Así pues, se le dejó a Hitler la responsabilidad exclusiva de la decisión. Se hicieron planes para que la operación (León Marino) se ejecutara durante la primera mitad de septiembre, momento¡ que décadas de observación del Canal indicaban como último periodo de buen tiempo antes de que las tormentas y la niebla alcanzaran Gran Bretaña. Aunque el Führer parecía sumergido en los preparativos con gran entusiasmo, y demandaba cualquier improvisación concebible para acelerar la preparación, yo no podía evitar tener la sensación de que, cuando se llegaba a la cuestión de ejecutar la operación, se veía atrapado en las garras de las dudas y las inhibiciones. Hitler era completamente consciente del enorme riesgo que correría, y de la responsabilidad que se había echado a las espaldas. La cantidad de imponderables era excesiva, la condiciones necesarias para el éxito dependían de demasiadas coincidencias como para depositar ningún grado de certeza en el cumplimiento casual de todos los prerrequisitos. Yo tenía también la sensación de que Hitler no solo estaba paralizado por la idea de lo que supondría un fracaso en cuanto una pérdida de vidas humanas sin sentido, sino que, sobre todo, era reacio a permitir la pérdida inevitable de su última oportunidad de resolver la guerra con Gran Bretaña por la vía diplomática, algo que estoy convencido de que aún deseaba lograr en aquel momento.
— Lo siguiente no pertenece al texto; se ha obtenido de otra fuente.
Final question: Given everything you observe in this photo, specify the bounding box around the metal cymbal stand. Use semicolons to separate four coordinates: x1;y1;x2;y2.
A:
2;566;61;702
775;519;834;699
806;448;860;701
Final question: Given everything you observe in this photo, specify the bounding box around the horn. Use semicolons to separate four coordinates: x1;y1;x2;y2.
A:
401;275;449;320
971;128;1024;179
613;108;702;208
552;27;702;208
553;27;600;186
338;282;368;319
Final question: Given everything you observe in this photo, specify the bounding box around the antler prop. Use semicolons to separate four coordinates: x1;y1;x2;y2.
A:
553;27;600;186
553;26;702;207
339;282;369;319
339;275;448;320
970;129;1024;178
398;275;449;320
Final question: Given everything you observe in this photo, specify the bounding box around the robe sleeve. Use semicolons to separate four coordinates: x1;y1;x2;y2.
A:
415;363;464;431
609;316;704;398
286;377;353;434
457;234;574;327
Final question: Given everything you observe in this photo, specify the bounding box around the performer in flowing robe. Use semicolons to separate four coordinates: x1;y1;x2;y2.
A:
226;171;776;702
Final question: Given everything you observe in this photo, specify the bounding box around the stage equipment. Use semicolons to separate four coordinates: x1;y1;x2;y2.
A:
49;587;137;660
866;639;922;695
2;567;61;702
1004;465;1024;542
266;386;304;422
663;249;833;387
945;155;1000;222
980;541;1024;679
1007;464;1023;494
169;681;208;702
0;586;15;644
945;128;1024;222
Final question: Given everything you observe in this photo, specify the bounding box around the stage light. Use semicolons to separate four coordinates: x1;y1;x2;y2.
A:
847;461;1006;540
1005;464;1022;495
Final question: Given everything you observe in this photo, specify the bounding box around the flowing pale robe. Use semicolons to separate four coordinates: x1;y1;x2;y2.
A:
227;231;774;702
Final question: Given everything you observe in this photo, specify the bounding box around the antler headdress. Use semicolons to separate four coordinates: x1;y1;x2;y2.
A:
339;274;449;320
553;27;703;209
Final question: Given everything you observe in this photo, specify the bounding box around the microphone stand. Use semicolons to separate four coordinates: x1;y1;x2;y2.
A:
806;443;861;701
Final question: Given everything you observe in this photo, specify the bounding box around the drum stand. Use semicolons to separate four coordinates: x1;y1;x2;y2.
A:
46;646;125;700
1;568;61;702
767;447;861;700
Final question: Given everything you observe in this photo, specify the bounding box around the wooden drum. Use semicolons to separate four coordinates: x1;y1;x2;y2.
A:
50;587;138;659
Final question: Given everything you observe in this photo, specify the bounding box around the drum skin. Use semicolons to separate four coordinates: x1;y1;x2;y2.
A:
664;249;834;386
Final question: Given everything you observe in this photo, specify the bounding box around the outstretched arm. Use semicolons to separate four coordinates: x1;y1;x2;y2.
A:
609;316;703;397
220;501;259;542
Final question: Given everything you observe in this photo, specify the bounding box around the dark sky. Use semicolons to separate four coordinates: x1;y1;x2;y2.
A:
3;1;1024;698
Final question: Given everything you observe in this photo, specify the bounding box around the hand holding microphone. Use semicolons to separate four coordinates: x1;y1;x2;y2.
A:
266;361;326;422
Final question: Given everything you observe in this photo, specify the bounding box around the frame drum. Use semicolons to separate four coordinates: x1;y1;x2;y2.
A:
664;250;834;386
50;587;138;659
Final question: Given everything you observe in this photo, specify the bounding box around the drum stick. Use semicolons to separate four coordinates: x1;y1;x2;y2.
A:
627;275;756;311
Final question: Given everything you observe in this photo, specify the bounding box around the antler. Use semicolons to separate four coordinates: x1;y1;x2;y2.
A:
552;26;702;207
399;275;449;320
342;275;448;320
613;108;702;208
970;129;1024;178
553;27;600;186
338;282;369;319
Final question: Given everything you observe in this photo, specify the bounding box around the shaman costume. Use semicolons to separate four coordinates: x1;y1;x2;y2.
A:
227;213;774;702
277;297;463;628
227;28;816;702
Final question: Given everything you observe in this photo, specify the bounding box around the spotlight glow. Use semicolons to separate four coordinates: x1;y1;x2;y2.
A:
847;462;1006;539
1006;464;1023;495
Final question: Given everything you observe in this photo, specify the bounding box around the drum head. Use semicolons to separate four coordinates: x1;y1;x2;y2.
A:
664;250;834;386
La operación León Marino nunca se puso en marcha, porque nadie se atrevió a pronosticar un periodo lo suficientemente largo de buen tiempo para llevarla a cabo. La victoria sobre Gran Bretaña en el otoño de 1940 se convirtió en una ilusión, y se perdió la última oportunidad de llevar la guerra a una rápida conclusión.
Hitler jamás nos contó a los militares si alguna vez conservó la esperanza de finalizar la guerra contra Gran Bretaña después de la caída de Francia. Sé que hubo intentos para tantear el terreno, aunque cuando le pregunté abiertamente por ellos insistió en que él no había solicitado ninguna negociación con Gran Bretaña, aparte de la oferta de paz implícita en el discurso del Reichstag del 19 de julio. Sin duda, algún día los archivos británicos mostrarán al mundo cuál es la versión verdadera.